Israël-Palestine sont imbriqués dans un combat complexe où les intérêts et les ressentiments sont enchevêtrés. Seules des puissances extérieures pourront les séparer, seules à même de prendre du recul, pour les forcer à négocier pour l’intérêt général de la région. Négocier, cela veut dire faire des concessions réciproques – je dis bien « des deux côtés » car personne n’incarne le Bien ni le Mal. Aujourd’hui, dans le monde tel qu’il est, et après qu’Arafat n’ait pas su franchir le pas, ces puissances ne sont que deux : les Etats-Unis et l’Iran. Lorsque l’Iran était moins crispé et qu’un président américain s’était très fort investi dans les négociations, Israël et Palestine ont été au bord de la paix. La Syrie trop bornée par des questions de frontières, l’Egypte trop réticente pour des questions internes de Frères Musulmans (mouvement père du Hamas) ne pouvaient aller plus loin. Les pays arabes restent ainsi intransigeants sur les principes - jusqu’au dernier Palestinien.

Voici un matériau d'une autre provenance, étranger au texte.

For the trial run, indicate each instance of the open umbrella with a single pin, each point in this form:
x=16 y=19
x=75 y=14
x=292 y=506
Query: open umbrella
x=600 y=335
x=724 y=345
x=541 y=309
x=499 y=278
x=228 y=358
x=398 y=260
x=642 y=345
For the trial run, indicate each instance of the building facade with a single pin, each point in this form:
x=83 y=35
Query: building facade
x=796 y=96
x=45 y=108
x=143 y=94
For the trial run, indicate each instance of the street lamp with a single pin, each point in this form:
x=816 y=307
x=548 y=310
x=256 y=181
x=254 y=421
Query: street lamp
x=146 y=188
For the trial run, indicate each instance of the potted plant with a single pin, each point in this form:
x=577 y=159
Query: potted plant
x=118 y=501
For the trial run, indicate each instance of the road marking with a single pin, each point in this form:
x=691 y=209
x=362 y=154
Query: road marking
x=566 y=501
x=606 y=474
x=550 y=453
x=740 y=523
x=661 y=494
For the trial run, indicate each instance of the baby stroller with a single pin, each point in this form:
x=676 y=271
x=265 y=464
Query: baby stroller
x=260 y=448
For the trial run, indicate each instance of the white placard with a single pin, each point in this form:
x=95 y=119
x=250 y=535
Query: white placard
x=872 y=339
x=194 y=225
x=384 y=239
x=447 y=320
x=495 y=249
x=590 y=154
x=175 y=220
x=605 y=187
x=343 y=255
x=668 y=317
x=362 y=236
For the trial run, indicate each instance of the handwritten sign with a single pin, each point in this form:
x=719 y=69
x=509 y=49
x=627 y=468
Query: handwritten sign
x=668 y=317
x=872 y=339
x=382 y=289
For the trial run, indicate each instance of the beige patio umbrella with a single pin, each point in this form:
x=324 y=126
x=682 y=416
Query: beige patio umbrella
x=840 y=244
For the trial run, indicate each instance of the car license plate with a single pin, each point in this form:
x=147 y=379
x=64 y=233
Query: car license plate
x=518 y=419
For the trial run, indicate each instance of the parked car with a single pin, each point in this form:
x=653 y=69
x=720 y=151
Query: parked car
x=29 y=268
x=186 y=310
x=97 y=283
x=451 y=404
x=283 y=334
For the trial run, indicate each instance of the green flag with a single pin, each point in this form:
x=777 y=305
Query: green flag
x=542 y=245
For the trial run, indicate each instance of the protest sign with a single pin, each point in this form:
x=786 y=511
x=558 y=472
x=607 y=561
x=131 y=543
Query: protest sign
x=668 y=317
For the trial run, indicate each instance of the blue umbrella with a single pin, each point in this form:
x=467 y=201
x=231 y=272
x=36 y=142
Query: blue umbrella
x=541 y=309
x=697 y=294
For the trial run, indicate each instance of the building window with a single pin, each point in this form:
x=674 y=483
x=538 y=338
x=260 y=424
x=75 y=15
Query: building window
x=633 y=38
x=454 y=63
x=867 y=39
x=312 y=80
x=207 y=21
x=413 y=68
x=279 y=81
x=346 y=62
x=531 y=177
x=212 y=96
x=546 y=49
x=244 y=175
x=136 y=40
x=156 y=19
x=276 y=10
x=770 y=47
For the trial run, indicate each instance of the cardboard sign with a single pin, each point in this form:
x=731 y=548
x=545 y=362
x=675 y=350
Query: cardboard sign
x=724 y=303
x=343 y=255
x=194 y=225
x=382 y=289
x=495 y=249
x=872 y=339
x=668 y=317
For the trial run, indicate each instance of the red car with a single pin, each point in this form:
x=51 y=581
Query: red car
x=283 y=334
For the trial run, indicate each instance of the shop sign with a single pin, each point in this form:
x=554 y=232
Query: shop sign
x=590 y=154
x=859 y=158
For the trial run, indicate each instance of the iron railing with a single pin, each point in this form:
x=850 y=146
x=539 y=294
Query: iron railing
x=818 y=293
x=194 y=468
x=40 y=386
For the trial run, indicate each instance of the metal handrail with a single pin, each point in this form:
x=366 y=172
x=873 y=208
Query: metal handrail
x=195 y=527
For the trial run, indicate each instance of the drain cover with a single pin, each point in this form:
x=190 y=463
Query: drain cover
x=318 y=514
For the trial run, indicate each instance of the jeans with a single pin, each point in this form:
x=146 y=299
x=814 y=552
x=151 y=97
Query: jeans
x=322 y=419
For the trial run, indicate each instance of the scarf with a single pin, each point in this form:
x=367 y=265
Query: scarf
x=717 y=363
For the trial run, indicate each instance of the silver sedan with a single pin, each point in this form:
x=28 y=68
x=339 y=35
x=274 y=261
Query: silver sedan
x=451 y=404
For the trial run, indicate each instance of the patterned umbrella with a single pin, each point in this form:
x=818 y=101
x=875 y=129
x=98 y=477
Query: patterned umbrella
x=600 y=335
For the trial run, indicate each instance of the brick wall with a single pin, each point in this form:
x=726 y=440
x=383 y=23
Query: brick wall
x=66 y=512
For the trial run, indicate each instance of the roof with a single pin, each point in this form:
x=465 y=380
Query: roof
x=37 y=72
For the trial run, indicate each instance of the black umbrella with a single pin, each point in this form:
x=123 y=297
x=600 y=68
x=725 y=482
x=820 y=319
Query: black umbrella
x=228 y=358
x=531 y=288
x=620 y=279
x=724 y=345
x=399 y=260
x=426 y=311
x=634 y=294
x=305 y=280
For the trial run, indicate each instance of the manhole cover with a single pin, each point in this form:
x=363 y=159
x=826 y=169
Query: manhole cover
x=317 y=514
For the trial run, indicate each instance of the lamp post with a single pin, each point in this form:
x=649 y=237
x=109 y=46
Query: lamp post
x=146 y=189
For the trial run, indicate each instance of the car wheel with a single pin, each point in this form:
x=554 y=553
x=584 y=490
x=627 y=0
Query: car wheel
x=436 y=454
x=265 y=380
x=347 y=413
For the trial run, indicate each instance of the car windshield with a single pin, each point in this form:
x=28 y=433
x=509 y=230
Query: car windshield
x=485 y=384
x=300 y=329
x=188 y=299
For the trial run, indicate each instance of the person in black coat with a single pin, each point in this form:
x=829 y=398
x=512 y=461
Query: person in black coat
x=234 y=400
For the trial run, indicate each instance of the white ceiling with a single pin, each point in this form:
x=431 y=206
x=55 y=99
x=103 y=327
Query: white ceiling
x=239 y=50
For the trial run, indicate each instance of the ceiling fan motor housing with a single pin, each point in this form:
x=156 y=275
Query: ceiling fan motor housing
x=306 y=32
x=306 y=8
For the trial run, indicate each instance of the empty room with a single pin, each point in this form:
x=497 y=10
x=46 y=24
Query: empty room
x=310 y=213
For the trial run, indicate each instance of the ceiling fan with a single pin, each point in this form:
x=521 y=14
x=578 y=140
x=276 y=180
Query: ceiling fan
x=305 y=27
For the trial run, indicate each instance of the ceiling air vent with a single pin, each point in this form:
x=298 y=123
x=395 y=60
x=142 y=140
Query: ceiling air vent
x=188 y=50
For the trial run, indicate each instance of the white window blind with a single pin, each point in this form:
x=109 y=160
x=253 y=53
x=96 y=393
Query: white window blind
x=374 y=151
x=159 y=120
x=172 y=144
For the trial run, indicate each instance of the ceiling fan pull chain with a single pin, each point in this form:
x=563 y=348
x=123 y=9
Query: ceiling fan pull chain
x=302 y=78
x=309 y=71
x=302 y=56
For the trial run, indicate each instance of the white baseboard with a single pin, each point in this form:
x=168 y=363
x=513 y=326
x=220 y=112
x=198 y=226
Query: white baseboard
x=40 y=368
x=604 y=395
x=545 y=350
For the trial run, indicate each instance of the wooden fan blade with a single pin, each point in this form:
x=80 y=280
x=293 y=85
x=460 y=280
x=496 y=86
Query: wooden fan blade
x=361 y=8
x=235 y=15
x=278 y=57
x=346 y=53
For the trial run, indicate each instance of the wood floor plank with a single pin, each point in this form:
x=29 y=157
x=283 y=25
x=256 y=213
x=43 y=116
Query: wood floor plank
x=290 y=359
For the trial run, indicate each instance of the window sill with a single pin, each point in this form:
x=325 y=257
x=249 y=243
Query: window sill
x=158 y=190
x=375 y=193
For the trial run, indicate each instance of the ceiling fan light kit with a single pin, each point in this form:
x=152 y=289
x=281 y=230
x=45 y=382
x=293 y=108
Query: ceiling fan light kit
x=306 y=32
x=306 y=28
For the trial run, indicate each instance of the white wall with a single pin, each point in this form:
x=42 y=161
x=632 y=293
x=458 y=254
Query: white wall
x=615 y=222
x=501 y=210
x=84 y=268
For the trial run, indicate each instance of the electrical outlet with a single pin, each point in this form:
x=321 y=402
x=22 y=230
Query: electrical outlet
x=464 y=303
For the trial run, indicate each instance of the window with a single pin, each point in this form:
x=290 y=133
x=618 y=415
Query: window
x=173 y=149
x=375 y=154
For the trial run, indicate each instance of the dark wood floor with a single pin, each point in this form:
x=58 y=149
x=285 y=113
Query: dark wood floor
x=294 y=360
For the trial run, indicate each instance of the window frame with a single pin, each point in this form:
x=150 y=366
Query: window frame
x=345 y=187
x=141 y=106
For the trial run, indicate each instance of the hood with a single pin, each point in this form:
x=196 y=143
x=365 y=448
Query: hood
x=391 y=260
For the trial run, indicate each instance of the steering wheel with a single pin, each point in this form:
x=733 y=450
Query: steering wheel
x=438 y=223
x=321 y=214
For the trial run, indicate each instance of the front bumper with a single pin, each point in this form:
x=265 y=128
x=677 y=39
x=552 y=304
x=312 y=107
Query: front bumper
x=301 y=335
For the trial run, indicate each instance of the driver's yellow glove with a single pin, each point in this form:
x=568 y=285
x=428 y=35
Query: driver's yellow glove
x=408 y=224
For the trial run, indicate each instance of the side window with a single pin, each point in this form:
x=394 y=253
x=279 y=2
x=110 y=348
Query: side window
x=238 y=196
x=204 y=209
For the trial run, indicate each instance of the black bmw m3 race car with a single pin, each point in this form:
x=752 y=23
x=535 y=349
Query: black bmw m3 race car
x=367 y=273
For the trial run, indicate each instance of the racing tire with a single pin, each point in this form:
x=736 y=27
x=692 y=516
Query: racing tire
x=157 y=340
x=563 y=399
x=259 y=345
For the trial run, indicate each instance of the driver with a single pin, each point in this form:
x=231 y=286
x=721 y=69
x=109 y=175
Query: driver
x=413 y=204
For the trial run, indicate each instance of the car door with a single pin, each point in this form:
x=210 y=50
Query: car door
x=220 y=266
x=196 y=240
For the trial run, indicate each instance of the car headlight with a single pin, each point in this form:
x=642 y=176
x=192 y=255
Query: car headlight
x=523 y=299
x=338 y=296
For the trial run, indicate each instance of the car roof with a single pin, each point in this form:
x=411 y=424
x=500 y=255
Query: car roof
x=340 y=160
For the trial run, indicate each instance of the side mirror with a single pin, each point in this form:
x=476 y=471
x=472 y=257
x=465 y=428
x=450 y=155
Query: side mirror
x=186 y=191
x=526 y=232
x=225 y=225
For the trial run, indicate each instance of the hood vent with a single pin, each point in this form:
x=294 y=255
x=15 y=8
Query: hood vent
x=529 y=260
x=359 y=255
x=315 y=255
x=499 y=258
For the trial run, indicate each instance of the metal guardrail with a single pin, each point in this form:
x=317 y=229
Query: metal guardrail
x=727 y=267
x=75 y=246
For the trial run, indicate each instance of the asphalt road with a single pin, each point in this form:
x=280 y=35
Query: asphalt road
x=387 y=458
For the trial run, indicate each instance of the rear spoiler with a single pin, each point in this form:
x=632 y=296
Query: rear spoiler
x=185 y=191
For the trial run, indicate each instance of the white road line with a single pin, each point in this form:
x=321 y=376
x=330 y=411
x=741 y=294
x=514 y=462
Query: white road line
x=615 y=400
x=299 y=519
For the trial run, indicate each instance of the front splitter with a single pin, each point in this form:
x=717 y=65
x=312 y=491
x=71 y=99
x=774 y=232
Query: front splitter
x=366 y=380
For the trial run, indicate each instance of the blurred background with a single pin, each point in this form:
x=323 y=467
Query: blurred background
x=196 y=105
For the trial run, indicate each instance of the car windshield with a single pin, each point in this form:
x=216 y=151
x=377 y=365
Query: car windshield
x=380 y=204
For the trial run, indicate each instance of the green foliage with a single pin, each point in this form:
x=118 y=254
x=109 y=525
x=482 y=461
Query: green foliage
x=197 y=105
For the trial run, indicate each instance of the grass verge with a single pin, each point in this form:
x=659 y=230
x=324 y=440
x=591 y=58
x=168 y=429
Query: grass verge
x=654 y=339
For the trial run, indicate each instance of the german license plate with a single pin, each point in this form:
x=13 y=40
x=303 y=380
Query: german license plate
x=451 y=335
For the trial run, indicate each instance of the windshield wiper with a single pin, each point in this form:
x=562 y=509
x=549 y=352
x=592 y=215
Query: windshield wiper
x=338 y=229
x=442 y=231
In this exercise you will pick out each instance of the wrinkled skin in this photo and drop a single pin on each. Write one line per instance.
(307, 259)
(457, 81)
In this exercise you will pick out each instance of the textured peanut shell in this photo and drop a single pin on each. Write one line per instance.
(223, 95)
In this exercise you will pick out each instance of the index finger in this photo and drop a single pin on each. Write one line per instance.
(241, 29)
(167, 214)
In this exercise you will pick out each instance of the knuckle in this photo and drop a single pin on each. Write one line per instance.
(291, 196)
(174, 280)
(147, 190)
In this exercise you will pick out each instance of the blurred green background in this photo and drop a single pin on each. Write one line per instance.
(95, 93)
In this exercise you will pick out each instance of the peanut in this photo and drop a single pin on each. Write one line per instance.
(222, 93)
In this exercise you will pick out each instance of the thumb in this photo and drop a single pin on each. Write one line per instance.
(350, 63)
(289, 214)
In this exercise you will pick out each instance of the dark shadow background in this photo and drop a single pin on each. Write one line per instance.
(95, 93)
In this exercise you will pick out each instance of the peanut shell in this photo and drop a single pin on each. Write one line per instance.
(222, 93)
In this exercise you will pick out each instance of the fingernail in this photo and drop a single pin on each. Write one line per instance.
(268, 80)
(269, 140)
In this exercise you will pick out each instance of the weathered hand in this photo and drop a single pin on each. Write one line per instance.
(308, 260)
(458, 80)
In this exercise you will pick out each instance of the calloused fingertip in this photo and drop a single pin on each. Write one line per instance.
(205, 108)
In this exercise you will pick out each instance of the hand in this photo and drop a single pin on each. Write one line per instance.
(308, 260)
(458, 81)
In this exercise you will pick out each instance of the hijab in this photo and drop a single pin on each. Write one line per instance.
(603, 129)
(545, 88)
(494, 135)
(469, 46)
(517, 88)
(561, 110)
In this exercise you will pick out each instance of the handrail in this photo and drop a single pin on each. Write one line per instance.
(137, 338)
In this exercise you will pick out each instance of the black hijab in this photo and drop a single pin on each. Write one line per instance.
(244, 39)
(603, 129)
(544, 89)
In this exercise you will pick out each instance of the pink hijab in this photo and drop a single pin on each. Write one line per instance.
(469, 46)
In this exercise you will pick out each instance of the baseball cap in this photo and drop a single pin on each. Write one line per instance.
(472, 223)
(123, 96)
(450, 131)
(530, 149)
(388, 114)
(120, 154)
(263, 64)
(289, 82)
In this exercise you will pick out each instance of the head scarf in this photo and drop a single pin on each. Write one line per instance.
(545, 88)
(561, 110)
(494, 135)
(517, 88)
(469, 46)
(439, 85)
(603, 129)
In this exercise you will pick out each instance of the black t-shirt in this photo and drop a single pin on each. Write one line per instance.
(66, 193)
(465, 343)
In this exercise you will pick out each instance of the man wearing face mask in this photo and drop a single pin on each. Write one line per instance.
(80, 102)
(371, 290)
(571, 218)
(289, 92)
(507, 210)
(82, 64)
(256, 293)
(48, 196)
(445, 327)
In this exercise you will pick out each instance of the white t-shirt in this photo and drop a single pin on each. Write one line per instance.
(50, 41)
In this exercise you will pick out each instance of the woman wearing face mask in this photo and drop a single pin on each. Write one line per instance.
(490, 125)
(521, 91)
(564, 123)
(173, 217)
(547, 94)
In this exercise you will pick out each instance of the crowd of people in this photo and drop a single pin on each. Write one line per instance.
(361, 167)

Arafat, militant retord mais pas homme d’Etat, a écouté ces conseilleurs non payeurs en refusant des accords qui réglaient tout sauf Jérusalem, mais reportaient la question du statut de la ville à des négociations ultérieures. S’il avait dit oui, l’engrenage se serait mis en place, les Palestiniens auraient aujourd’hui leur Etat, le terrorisme aurait nettement diminué, les roquettes ne tomberaient pas sur Israël non plus que les bombardements massifs sur Gaza. Neuf ans après les accords, nul doute qu’on aurait avancé sur le statut de Jérusalem… Mais il n’en a rien été : une fois le moment unique passé, chacun retourne à ses démons. Le négociateur principal, l’Amérique, s’est lassée de rapetasser sans cesse la même tapisserie sans que l’un ou l’autre veuille la paix. Begin a été assassiné par un fanatique religieux juif, Sharon a fait sa provocation sur l’esplanade des Mosquées, les démocrates ont laissé la place aux néo-cons et le 11-Septembre est arrivé, braquant les Etats-Unis contre tout ce qui est musulman (amalgamant à tort modérés et fanatiques). Le 25 juillet 2000 a failli réussir – et Arafat porte la responsabilité de n’avoir pas su le saisir - comme le montrent deux spécialistes de la politique étrangère américaine, Pierre Mélandri et Justin Vaïsse, tous deux professeurs à Science Po (référence en bas de note, p.321).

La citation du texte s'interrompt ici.